Sunday, November 7, 2010

Grateful for Late Leaves and Hints of Spring

The leaves are turning late this years. Some fell in August while others are still green. Still others are brilliantly colored, as we have come to expect at this time of year. But it's an odd fall display. If you pay attention to these things, you think you might know why.

I've just finished reading Field Notes from a Catastrophe and as I write, it's hard to keep things in perspective. Although I am well-read in climate change matters, more news about the fact that we are knowingly destroying the ability of the earth to support our species never fails to make me feel unsettled. The idea that we live with such a reality and nothing changes makes life seem like so much sleepwalking. The fact that the scientific community is so alarmed, and yet can't get our leaders to lead enrages me.  

" . . . at 378 parts per million, current CO2 levels are unprecedented in recent geological history. (The previous high, of 299 parts per million, was reached around 325,000 years ago.) It is believed that the last time carbon dioxide levels were comparable to today's was three and a half million years ago, during what is known as the mid-Pliocene warm period, and it is likely that they have not been much higher since the Eocene, some fifty million years ago. In the Eocene, crocodiles roamed Colorado and sea levels were nearly three hundred feet higher than they are today."

On this beautiful November day I took a break from reading to attend church and muck around the yard a bit. Jennifer's sermon was on that perennial November theme: gratitude. I took it to heart and believe that, yes, I do sometimes feel really sad and really happy at the same time. Even when my reading and thinking is so serious, I can feel an awe that delights. I am grateful. I feel connected. I know that nothing can be what it is in isolation.

Today, I muse. I look with awe and wonder at the colors of the season, the way the warm sunshine sets off the gold-hued leaves, and I found little surprises that make me smile as I look closely at what's growing in my yard.

I am grateful for the Christmas ferns that rise in swirls from my yard deep with acorns and leaves.

I am grateful for the row of many bee balm plants, growing now from the rhizomes of the one that grew in that spot this spring. Although it was so hot and dry that the mother plant's blooms were short lived, it did persist to give me this hope for the future. 

I am grateful for the wild confrey that's coming up in the front yard when they only plants of its species bloomed in the back yard this past spring. Its sticky seed rode a deer to the front yard, I suppose. The deer must have dropped the seed even while the hungry beast ate the turtleheads down to nubbins.

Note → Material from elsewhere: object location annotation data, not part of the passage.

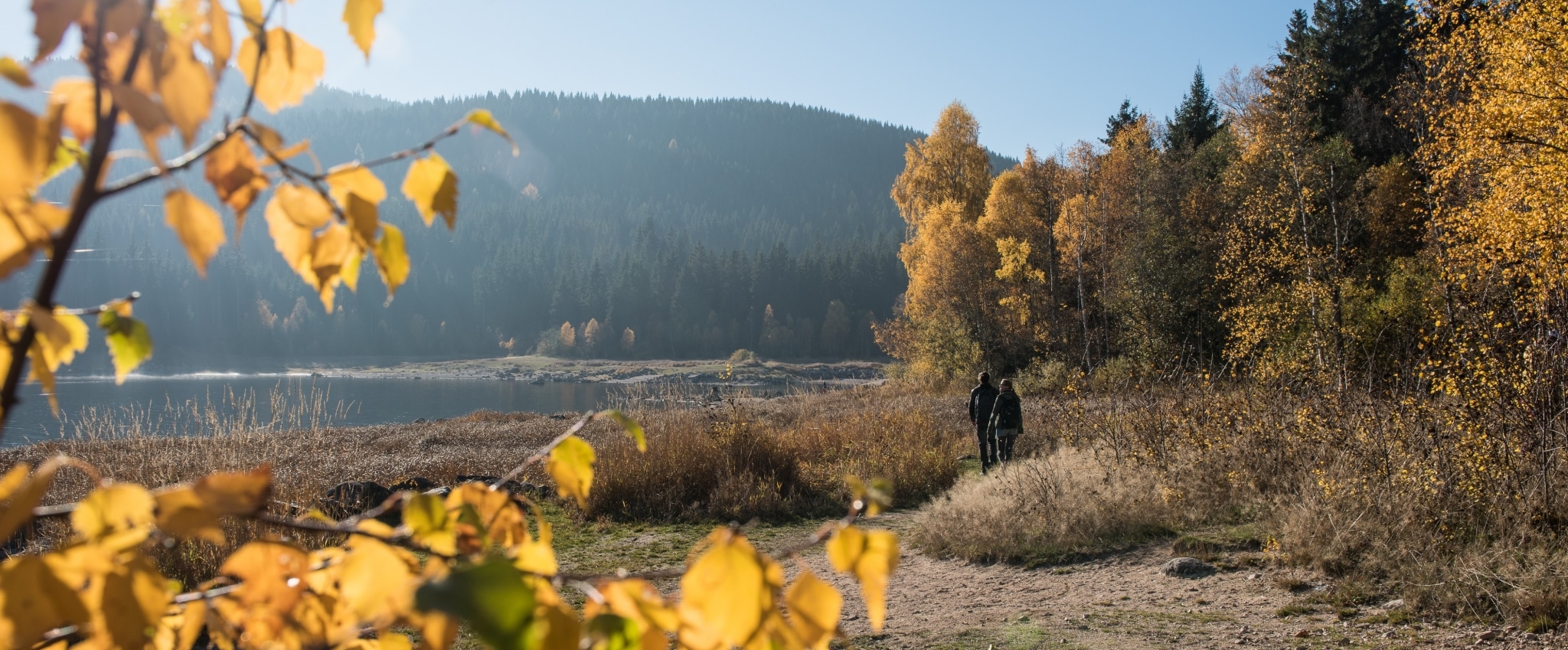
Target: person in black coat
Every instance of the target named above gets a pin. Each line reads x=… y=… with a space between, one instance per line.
x=981 y=401
x=1007 y=420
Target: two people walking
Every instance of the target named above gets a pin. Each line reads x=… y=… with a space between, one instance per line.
x=998 y=417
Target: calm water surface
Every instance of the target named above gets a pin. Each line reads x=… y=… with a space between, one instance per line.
x=347 y=401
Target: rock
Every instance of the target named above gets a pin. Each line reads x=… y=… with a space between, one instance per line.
x=354 y=497
x=1187 y=567
x=414 y=485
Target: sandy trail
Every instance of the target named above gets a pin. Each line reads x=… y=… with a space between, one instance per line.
x=1116 y=602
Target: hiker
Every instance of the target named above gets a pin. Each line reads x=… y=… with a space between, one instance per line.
x=981 y=401
x=1007 y=420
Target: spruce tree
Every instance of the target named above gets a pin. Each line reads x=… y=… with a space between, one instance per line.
x=1197 y=119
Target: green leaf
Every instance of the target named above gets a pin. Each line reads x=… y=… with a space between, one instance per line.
x=492 y=597
x=632 y=428
x=127 y=342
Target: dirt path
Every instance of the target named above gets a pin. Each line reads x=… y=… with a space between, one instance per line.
x=1116 y=602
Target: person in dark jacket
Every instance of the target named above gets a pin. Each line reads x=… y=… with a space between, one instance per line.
x=1007 y=420
x=981 y=400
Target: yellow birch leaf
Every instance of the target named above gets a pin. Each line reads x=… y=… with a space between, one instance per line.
x=483 y=118
x=433 y=190
x=218 y=40
x=197 y=224
x=537 y=555
x=35 y=600
x=814 y=609
x=129 y=342
x=116 y=518
x=52 y=18
x=361 y=18
x=571 y=467
x=236 y=492
x=375 y=580
x=185 y=516
x=390 y=259
x=354 y=181
x=872 y=569
x=272 y=575
x=185 y=90
x=15 y=73
x=236 y=176
x=19 y=508
x=76 y=96
x=303 y=206
x=287 y=73
x=251 y=13
x=290 y=240
x=13 y=480
x=845 y=549
x=724 y=594
x=19 y=154
x=363 y=220
x=429 y=524
x=146 y=113
x=330 y=251
x=136 y=599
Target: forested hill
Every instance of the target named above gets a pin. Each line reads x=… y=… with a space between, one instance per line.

In early spring, before the heat taxed other plants, the golden ragwort bloomed from one spot on the edge of the yard and was able to spread its seed far and wide. I see the round leaves of golden ragwort growing in clumps in the flower beds and yard and rain garden.

I am in awe of the green tomatoes turning red in the window. I am grateful for the tasty tomato sandwich I had for lunch.

I am grateful for the large trees in my yard that shade me with their giant yellow umbrella of leaves. They will fall and I will mulch then. New leaves will sprout again in spring.

But I can't say that I'm not also frightened about what summer will hold. It may well be another record year, and then another. Can I know this and live, aware that we are interconnected and yet, that something is not right? Interconnected, and grateful?